I have a growing set of Excel spreadsheets none with the same data structure. I need a mechanism to query each of these spreadsheets (DataTables) using a single interface. So essentially, you choose the DataTable from a dropdownlist and then perform your search.
My initial thought was to handle it like this.
- Create a generic data structure in SQL. This would be comprised of four tables. 1) Study 2) StudyProperty 3) StudyPropertyType (a static list of datatypes) and 4) StudyData.
- The first step would be to define a study. Meaning that you create an entry in the Study table, to give it a name and description. Joined to that you would create a StudyProperty record for each corresponding field in the Excel spreadsheet, and select the appropriate StudyPropertyType.
- So if you had a spreadsheet with two columns (Name and Date of Birth), you'd get one Study record, and two StudyProperty records (Name with the StudyPropertyType = string) and (Date of Birth with the StudyPropertyType = DateTime)
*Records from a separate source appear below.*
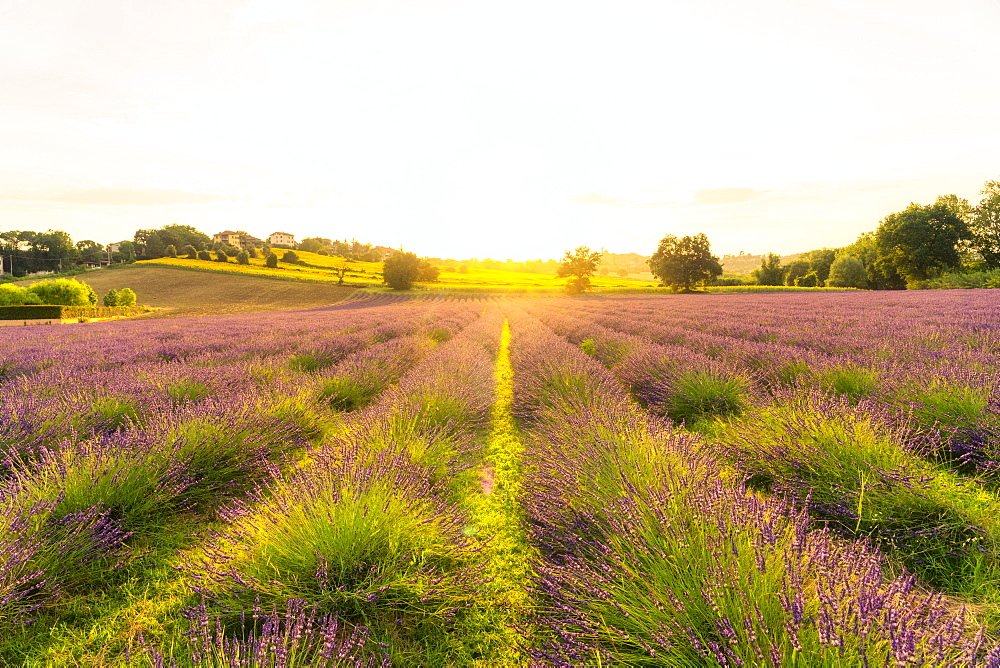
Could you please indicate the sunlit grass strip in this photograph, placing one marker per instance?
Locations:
(497, 515)
(287, 273)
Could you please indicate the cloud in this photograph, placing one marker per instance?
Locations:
(725, 196)
(120, 197)
(597, 198)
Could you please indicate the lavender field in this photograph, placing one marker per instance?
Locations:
(711, 480)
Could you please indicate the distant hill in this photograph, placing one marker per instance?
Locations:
(744, 264)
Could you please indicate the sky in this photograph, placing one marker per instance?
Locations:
(506, 129)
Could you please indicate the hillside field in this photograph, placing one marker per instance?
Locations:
(508, 481)
(322, 268)
(175, 292)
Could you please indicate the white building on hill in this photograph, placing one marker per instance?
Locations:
(281, 238)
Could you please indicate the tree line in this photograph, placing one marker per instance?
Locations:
(24, 252)
(909, 249)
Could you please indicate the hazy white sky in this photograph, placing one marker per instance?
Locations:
(514, 128)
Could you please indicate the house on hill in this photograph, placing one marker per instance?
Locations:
(228, 238)
(250, 241)
(281, 239)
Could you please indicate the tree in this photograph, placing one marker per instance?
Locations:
(810, 280)
(920, 241)
(847, 272)
(578, 267)
(400, 270)
(796, 269)
(179, 236)
(126, 251)
(126, 297)
(149, 244)
(684, 263)
(90, 251)
(428, 272)
(53, 249)
(64, 292)
(770, 271)
(985, 225)
(879, 278)
(820, 261)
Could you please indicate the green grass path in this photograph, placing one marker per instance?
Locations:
(501, 619)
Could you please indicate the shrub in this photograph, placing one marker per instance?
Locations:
(810, 280)
(16, 295)
(367, 539)
(126, 297)
(856, 473)
(400, 270)
(851, 382)
(64, 292)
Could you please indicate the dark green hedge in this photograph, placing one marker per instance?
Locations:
(30, 312)
(66, 312)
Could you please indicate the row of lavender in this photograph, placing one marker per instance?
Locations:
(110, 434)
(653, 552)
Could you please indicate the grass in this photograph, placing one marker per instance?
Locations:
(367, 539)
(498, 620)
(175, 292)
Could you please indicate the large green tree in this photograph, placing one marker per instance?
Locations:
(578, 266)
(401, 270)
(90, 251)
(770, 271)
(920, 241)
(684, 263)
(985, 225)
(796, 269)
(847, 271)
(180, 236)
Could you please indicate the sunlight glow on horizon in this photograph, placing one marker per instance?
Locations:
(484, 129)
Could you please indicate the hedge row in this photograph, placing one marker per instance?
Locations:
(46, 312)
- Once the Study has been defined, I can import the data from the Excel spreadsheet into the StudyData table.
- The StudyData table has an Id and a column for each possible datatype. Depending on the Study definition, the imported data is stored in the appropriate field in the Study table based on dataType. So Date Of Birth would be stored in the ValueDateTime field of the Study table.
So with all that said and done, I can have all the spreadsheets stored in SQL, but now I am stumped on how to build a generic query mechanism.
I feel like I have made this much more complicated than need be, and I'm hoping there's a better way to handle unknown data structures.